创建一个路径管理模块: path_app_branch.py
import datetime
import time
import os
# 使用局部变量方法导入,控制资源部分导入
# __all__ = ['path_file_1','path_file_2','path_file_test','start_time','end_time']
def GetDesktopPath():
"""获取本地电脑名称路径"""
return os.path.join(os.path.expanduser("~"))
Total_path = GetDesktopPath().split('\\')[-1] # 获取电脑名称
start_time = datetime.date(datetime.date.today().year, datetime.date.today().month, 1)
end_time = datetime.date(datetime.date.today().year, datetime.date.today().month + 1, 1) - datetime.timedelta(1)
StartTime = str(start_time)
EndTime = str(end_time)
path_file_1 = r"C:\Users\{}\tool\Python_Get_Github_api\data_source\data logs\{}_URL_STATUS_CODE_update_at_{}.csv".format(Total_path,StartTime,time.strftime('%Y-%m-%d %H.%M.%S',time.localtime(time.time())))
path_file_2 = r"C:\Users\{}\tool\Python_Get_Github_api\data_source\data logs\{}_URL_DATA_LOGS_update_at_{}.csv".format(Total_path,StartTime,time.strftime('%Y-%m-%d %H.%M.%S',time.localtime(time.time())))
path_file_3 = r"C:\Users\{}\tool\Python_Get_Github_api\data_source\data logs\{}_BRANCH_COMMITS_DATA_update_at_{}.csv".format(Total_path,StartTime,time.strftime('%Y-%m-%d',time.localtime(time.time())))

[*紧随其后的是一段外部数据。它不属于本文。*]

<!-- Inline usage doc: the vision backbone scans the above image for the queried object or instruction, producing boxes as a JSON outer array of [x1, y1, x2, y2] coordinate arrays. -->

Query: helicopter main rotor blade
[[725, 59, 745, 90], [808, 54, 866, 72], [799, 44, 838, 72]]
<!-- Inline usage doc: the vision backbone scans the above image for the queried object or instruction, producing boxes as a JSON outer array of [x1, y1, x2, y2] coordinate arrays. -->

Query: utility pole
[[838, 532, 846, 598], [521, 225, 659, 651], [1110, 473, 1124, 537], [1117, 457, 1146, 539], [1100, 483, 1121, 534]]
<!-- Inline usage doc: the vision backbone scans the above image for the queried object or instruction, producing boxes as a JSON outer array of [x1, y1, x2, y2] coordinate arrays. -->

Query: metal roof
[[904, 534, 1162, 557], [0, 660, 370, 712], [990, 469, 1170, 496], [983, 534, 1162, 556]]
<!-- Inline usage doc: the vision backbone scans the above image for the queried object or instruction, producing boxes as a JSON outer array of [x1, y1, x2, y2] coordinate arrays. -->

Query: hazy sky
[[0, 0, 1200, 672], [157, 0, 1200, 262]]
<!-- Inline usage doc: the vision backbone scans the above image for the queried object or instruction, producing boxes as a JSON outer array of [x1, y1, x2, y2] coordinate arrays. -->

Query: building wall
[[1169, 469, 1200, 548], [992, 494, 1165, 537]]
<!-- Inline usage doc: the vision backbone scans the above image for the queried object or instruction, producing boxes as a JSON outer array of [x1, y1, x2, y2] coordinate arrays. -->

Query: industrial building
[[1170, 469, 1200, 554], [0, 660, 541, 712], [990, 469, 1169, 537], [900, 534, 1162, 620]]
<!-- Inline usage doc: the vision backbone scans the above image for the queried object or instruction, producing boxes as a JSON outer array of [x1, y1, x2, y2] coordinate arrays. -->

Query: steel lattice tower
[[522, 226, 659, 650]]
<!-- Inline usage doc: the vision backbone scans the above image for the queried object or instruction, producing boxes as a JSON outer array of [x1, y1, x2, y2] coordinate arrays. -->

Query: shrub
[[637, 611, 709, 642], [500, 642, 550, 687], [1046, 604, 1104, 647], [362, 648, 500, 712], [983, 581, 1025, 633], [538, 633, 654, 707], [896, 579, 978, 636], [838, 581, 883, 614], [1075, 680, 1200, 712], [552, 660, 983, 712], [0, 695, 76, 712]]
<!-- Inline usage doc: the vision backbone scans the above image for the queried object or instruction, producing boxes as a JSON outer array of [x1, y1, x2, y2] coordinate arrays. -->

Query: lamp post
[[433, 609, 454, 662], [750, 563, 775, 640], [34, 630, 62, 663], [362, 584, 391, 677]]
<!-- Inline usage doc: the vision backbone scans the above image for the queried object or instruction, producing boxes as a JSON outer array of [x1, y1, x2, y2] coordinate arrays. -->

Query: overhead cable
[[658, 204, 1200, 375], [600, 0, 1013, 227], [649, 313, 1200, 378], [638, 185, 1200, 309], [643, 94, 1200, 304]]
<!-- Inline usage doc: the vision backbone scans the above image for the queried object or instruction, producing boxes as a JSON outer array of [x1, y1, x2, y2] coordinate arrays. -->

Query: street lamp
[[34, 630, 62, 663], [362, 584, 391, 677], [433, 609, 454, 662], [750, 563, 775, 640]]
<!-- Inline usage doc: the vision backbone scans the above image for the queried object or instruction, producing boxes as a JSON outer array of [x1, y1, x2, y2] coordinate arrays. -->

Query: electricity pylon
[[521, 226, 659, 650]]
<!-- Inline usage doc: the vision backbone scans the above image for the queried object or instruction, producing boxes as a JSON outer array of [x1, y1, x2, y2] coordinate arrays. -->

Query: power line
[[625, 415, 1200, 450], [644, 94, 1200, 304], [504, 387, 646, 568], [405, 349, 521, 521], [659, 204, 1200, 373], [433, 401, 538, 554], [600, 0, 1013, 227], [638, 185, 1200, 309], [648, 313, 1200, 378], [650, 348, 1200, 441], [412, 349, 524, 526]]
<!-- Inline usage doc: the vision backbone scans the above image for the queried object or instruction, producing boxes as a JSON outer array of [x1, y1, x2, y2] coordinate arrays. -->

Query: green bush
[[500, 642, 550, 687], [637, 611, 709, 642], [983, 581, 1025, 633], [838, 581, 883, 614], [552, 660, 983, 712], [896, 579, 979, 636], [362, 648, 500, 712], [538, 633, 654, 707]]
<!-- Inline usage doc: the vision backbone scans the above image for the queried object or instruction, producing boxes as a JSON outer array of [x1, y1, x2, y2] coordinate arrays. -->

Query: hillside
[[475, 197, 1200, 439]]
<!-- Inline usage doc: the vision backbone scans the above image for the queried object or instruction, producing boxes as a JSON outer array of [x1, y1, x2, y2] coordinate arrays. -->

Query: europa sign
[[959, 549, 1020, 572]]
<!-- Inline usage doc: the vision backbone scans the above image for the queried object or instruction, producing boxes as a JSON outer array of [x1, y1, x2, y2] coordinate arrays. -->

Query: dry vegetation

path_file_4 = r"C:\Users\{}\tool\Python_Get_Github_api\data_source\data logs\{}_TOTAL_REPO_URL_update_at_{}.csv".format(Total_path,StartTime,time.strftime('%Y-%m-%d %H.%M.%S',time.localtime(time.time())))
# 过滤执行代码
if __name__ == '__main__':
# 可以在这里书写执行代码/测试代码/说明文字,被导入时不会被执行
print(path_file_1)
print(path_file_2)
print(path_file_3)
print(path_file_4)
print([start_time,end_time])
主程序: remote_BranchCommits.py
import sys
sys.setrecursionlimit(1000000)
from gevent import monkey
monkey.patch_all()
import gevent
from gevent.queue import Queue
from azure.kusto.data.request import KustoClient, KustoConnectionStringBuilder
from azure.kusto.data.helpers import dataframe_from_result_table
from azure.kusto.ingest import (KustoIngestClient,IngestionProperties,FileDescriptor,DataFormat,ReportLevel)
import requests
import json
import csv
from urllib.parse import urlparse
from branch.path_app_branch import *
def authenticate_kusto(kusto_cluster):
tenant_id = '72f988bf-86f1-41af-91ab-2d7cd011db47'
KCSB = KustoConnectionStringBuilder.with_aad_device_authentication(kusto_cluster)
KCSB.authority_id = tenant_id
return KustoClient(KCSB),KCSB
def query_kusto(client, database, query):
return client.execute(database, query)
def get_page_views_1(client):
kusto_query_1 = """
query
"""
kusto_database_1 = '###'
result_1 = query_kusto(client, kusto_database_1, kusto_query_1)
df_1 = dataframe_from_result_table(result_1.primary_results[0])
return df_1
def Ingest(Tag):
ingestion_props = IngestionProperties(
database="###",
table="###",
dataFormat=DataFormat.CSV,
ingestByTags=[Tag],
dropByTags=[Tag],
mappingReference="###_CSV_Mapping",
reportLevel=ReportLevel.FailuresAndSuccesses,
additionalProperties={'ignoreFirstRecord': 'true'}
)
file_descriptor = FileDescriptor(path_file_3,3333) # 3333 is the raw size of the data in bytes.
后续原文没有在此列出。